Even scarier, the RSS is the wellspring of India’s ruling Bharatiya Janata Party. Each group denies any formal connection to the other. But some of the BJP’s most powerful men, including the prime minister, Atal Bihari Vajpayee, and the home minister, L.K. Advani, are veteran RSS members. With more than 10 million adherents nationwide, including about 1 million hard-core activists, the RSS had mobilized voters for the BJP in the 1998 elections. And yet the RSS is widely blamed for much of a recent tide of Hindu attacks on Muslims and Christians.
RSS leaders hotly deny any role in the violence. But hardly anyone outside the RSS believes them. The group began in 1925 as a militant foe of British colonial rule and of the Muslim separatists who eventually created Pakistan. The RSS has been banned three times in its history. The first was under the Raj. The second was after the 1948 assassination of Mohandas K. Gandhi by a Hindu nationalist. The third was in 1992, when RSS cadres led the wrecking of a 16th-century mosque in the northern town of Ayodhya, provoking India’s worst ethnic violence since Partition. The ban was lifted in 1993.

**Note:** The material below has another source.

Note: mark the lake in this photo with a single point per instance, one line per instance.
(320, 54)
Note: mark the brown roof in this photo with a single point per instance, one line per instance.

Muslims are not the only targets of RSS brutality. Attacks on India’s 24 million Christians were practically unheard of until the BJP came to power in 1998. There have been more than 100 incidents since then, including murders of priests, rapes of nuns and church burnings. In a new Human Rights Watch report on anti-Christian violence, the RSS and its offshoots such as the Bajrang Dal, a militant youth group spawned by the RSS in the 1980s, are cited as the people “most responsible” the attacks. A particularly ugly incident occurred early this year in the state of Orissa. An Australian missionary, Graham Staines, was burned to death in his Jeep, along with his two sons, Timothy, 8, and Philip, 10, while a mob cheered: “Long live the Bajrang Dal!”
The horrors continue. In September a Roman Catholic priest, Father Arul Doss, was murdered by men with spears in northern Orissa. Later that month in Bihar, a nun was abducted near her convent. Two men stripped her and forced her to drink their urine. " ‘After the election is over we’ll be back and put an end to what you Christians are doing’," the nun’s attackers warned her, according to the Rev. Dominic Emmanuel of the Catholic Bishops Conference of India. He adds: “These people expect that the Raj of the BJP, the RSS and the Bajrang Dal is at hand.”
Hate alone does not explain the popularity of the RSS. The group is famous for its heroic relief efforts in times of floods, earthquakes and other natural disasters. The RSS also sponsors about 15,000 schools, making it India’s biggest educator aside from the government itself. The classes emphasize Hindu nationalist themes, of course, but at least the pupils learn to read and write.
The secretary of the RSS, K. Sudarshan, speaks eloquently of decentralizing industry to stop the stampede of jobless Indians to big cities. Yet in the next breath, he rails wildly about American missionaries provoking rebels in northeastern India. “If the Americans can get these areas to secede,” he warns darkly, “they can put in bases to control India, China and Russia.”
The BJP’s rise has made the RSS stronger than ever. “Before the BJP won office, the RSS was dying on its feet,” says Prof. D. L. Sheth, a senior fellow at the Center for the Study of Developing Societies. “Young people particularly didn’t see the point of joining an organization with no political power.” Vajpayee remains a member of the RSS. “We are not ‘back-seat driving’ the BJP,” insists Sudarshan. “Our role is just to make suggestions.” Those suggestions are what many Indians are afraid of.